“Major Winter Snow Storm”–Redefined

As the afternoon drew on yesterday, the office chatter drifted to the weather.  The forecast called for snow, up to three inches.  After enduring several weeks of record-breaking below-freezing temperatures earlier in the season, Montgomerians didn’t seem happy about this latest wrinkle. 

My iGoogle home page features two weather gadgets, one set to Staten Island and one to Montgomery.  I had grown used to seeing temps in the 30s and snow on the 5-day forecast for New York, and did a double-take when I saw the flakes  floating atop the “Friday” icon for zip code 36104.   But three inches, on roads and ground that had basked in the sun only the day before, didn’t concern me.
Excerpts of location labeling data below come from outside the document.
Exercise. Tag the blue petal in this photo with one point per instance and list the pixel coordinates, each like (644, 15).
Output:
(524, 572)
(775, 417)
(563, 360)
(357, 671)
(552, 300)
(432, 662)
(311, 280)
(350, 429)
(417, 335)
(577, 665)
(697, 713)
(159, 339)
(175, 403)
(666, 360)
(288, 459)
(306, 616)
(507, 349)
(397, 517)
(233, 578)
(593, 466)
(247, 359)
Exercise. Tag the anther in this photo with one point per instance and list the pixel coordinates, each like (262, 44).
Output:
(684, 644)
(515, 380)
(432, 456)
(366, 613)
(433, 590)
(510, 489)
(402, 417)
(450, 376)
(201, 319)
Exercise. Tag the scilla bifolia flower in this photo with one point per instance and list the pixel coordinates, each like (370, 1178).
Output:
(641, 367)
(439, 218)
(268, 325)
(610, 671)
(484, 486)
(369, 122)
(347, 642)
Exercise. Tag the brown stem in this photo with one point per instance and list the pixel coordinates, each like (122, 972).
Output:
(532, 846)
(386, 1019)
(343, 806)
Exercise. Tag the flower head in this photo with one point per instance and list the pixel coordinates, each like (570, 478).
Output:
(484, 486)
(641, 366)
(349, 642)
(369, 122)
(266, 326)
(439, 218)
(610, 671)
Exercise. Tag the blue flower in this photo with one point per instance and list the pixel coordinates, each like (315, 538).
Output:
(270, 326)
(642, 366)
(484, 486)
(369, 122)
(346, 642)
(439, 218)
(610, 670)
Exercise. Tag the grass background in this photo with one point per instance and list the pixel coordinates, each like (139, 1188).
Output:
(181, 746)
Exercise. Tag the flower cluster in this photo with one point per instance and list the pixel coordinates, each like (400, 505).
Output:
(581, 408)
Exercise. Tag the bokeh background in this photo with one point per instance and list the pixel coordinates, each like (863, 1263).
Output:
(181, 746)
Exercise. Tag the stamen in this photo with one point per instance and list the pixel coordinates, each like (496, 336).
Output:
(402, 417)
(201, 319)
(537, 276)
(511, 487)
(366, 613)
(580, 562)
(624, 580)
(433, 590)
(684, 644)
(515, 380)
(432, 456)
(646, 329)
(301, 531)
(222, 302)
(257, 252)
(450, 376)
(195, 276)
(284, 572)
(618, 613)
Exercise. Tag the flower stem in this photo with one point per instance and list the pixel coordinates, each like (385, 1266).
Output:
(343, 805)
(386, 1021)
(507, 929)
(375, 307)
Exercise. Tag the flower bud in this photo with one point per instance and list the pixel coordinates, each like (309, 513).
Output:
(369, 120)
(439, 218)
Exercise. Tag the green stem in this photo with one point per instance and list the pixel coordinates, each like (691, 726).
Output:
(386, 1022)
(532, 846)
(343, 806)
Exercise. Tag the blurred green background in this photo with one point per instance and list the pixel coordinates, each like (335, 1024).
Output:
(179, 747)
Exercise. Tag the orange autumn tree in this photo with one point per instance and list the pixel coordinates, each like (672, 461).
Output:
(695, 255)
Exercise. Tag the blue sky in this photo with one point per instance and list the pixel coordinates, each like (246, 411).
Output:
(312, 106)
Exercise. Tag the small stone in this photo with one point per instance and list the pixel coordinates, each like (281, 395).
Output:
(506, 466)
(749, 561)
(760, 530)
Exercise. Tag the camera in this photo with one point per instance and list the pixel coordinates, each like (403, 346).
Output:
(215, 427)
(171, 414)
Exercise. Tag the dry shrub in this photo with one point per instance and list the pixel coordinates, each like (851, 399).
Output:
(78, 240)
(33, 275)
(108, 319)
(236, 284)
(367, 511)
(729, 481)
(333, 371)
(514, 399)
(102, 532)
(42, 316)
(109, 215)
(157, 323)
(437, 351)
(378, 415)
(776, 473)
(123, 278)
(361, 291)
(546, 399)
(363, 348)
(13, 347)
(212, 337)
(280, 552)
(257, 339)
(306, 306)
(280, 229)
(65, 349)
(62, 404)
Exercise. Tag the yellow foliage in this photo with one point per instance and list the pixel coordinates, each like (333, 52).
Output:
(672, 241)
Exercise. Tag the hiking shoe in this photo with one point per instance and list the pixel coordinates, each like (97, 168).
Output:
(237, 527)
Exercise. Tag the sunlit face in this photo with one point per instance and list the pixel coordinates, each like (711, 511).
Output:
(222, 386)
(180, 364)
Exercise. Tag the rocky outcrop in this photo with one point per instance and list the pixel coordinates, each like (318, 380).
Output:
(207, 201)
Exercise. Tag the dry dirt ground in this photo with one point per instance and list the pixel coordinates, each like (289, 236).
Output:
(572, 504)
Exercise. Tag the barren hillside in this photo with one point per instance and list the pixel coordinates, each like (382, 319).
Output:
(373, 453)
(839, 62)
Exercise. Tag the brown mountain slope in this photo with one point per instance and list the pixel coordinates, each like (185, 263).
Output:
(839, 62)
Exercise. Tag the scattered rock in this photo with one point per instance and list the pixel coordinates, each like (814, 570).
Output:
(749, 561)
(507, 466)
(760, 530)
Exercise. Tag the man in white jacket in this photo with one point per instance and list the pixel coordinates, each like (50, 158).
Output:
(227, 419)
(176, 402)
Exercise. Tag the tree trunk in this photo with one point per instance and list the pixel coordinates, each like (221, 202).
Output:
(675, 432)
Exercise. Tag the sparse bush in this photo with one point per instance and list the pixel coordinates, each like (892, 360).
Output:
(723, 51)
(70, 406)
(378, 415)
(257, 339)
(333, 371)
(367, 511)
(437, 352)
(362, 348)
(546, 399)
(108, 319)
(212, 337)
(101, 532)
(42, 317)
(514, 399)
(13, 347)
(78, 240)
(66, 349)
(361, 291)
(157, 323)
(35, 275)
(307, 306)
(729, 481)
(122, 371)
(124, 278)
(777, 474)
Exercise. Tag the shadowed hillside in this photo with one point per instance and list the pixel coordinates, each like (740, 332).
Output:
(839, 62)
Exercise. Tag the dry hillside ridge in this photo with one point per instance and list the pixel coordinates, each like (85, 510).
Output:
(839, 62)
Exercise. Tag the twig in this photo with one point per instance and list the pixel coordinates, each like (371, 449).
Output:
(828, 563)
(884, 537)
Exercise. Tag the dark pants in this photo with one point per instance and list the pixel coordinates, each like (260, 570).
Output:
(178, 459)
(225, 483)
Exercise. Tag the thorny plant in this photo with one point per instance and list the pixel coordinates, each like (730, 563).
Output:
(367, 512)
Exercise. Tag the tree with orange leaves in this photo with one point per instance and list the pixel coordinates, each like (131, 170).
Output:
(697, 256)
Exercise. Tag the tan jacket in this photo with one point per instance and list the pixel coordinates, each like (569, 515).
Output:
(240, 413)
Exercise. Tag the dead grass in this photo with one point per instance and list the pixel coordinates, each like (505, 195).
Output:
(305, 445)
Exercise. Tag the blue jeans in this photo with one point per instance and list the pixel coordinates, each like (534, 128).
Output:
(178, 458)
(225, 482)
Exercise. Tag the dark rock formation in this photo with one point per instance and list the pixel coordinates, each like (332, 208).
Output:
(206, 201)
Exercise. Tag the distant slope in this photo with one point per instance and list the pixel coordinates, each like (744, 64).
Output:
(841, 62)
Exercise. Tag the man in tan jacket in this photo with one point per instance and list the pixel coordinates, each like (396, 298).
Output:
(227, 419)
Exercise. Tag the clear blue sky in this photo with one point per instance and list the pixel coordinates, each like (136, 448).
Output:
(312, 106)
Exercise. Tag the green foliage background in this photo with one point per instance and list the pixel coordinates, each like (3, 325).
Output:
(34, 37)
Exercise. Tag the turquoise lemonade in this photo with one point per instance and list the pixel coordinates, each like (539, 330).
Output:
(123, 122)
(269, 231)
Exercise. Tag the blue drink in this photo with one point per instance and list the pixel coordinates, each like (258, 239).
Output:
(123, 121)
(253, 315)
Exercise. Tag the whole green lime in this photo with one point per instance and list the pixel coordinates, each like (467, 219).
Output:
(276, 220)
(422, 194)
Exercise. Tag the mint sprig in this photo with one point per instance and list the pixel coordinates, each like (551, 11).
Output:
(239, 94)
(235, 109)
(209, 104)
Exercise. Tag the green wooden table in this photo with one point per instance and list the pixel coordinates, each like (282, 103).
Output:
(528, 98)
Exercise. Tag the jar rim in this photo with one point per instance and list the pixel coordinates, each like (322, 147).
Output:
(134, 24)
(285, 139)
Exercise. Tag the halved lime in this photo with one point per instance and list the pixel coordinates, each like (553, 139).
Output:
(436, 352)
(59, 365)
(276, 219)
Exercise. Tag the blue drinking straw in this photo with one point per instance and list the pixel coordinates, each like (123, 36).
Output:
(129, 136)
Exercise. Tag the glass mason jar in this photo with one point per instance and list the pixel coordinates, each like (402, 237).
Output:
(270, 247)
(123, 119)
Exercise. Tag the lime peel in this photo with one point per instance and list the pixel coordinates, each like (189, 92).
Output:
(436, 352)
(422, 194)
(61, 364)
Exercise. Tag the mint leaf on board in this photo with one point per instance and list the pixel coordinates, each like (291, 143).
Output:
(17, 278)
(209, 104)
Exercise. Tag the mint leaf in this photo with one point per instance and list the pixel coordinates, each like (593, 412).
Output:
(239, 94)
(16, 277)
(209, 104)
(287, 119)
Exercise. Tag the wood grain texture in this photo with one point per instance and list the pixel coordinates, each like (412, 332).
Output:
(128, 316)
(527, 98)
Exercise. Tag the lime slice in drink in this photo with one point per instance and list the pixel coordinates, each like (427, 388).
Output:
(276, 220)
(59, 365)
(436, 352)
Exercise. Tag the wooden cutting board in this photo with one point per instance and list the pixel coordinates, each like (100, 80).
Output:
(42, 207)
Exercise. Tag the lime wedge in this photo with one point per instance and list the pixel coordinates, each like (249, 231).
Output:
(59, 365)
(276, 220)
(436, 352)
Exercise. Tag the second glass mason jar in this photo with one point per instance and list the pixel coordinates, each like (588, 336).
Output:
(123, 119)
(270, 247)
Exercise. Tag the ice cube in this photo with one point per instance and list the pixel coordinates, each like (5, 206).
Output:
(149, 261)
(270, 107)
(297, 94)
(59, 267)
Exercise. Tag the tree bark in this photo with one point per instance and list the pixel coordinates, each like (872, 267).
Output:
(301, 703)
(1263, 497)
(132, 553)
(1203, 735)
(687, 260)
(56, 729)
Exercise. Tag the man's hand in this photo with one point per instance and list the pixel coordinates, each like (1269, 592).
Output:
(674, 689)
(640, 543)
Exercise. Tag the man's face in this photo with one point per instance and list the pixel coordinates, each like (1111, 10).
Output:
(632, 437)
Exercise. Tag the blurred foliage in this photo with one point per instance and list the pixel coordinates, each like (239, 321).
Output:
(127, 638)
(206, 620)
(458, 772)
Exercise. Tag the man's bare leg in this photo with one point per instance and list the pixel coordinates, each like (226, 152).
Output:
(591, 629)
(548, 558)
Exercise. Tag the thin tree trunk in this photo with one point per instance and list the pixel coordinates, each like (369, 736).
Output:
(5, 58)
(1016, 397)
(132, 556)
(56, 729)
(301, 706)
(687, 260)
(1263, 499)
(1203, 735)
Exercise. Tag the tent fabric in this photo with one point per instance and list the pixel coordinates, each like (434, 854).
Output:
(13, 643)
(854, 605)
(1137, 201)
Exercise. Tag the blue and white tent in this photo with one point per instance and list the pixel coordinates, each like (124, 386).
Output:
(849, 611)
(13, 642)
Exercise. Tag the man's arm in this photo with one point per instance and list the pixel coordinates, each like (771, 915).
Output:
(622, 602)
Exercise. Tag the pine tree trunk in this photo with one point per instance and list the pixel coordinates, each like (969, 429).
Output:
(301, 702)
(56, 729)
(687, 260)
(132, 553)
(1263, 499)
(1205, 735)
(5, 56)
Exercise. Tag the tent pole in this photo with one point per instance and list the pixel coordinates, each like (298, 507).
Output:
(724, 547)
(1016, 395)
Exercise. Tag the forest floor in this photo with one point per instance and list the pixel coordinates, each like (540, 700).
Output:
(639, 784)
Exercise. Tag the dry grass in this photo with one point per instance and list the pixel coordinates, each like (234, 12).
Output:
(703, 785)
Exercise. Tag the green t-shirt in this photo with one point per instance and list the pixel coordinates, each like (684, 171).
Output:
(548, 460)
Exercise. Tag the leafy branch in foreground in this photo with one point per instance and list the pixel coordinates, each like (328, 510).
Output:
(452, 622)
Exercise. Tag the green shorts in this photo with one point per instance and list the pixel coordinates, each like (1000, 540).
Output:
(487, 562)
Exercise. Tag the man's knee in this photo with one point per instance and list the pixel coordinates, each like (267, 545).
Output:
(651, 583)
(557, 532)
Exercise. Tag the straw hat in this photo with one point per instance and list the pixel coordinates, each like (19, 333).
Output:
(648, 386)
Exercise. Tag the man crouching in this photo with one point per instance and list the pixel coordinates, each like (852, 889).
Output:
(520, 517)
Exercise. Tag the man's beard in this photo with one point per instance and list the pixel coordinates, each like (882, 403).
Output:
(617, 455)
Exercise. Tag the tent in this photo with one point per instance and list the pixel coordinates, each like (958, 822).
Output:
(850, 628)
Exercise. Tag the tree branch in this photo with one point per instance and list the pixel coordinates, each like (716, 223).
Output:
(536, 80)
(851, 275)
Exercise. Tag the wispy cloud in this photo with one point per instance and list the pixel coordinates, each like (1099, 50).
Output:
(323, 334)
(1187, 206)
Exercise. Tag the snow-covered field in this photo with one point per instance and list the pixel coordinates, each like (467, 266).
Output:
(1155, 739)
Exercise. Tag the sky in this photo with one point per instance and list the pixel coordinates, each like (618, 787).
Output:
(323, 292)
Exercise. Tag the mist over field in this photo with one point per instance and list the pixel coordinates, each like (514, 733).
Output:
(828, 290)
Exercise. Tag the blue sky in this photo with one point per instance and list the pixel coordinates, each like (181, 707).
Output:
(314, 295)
It goes almost without saying that the prospect of snow freaked people out, especially as the predictions crept up to seven inches.  I’m really trying to avoid being the typical northerner come south, so I resisted pooh-poohing the reaction, and kept my thoughts to myself.  After all, I well remember being a new driver tackling snow for the first few times, and even after driving for  almost 40 years, I’ve still had some white-knuckle snow experiences in the  last few years.  I don’t blame people for being nervous in a place that doesn’t have plows. 

Twelve hours before the first flake fell the announcements of school closings began.  Our COO emailed with the news that he would make a decision by 5:30 a.m., and to check before heading in.  Home, I turned on the local  news, where I learned that it was a “major, serious storm.”  State offices, as well as those for the city and county, were closed.  People were urged to stay at home and off  the roads.   

I found odd comfort in the familiar news tropes.  There  were the scenes at the supermarkets, and the interviews with folks  stocking up on milk.  Another crew visited the home improvement stores to report that the inventory of salt and shovels had long since been exhausted.  Finally I saw the signature snow news piece — the poor reporter bundled in her warmest winter gear, marooned at the side of a usually busy road, waiting for the snow to fall and reporting on the lack of traffic.

The snow was supposed to begin shortly after midnight.  I woke several times and peeked through the blinds — nothing.  But the last time I woke it was 5:40 — the snow had begun and the email on my Blackberry had the news that the offices were closed. 

The snow fell  for a good 12 hours, sometimes heavily.  I’d say the total accumulation — on the grass — was about 3/4 of an inch, maybe a whole inch.  It simply didn’t stick on roads and sidewalks. 

Kids here in the apartment complex were truly excited and ran about trying to build a snowman with about 1/2 inch of snow on the ground.  It was kind of sad.  They didn’t seem  to know about snow angels or snowballs; two of them were riding their bikes.  They had no sleds.  But they seemed to have fun.


2 Responses

  1. Your accumulation documentation photos with captions are so funny!
    In the Keys there are no portable electric heaters for sale, anywhere, although Home Depot promises they’ll get some in by October. The dip to 40˚ last month is responsible. When did weather move to the top of everyone’s consciousness?

  2. Being from the southern most point in New York State, I was always amazed at how less efficient we were at snow removal than places like Vermont and upstate NY. Sitting here in Washington DC since Thursday, I now consider New York City snow removal to be top rate!!!
    Enjoy your Currier & Ives moment in Montgomery.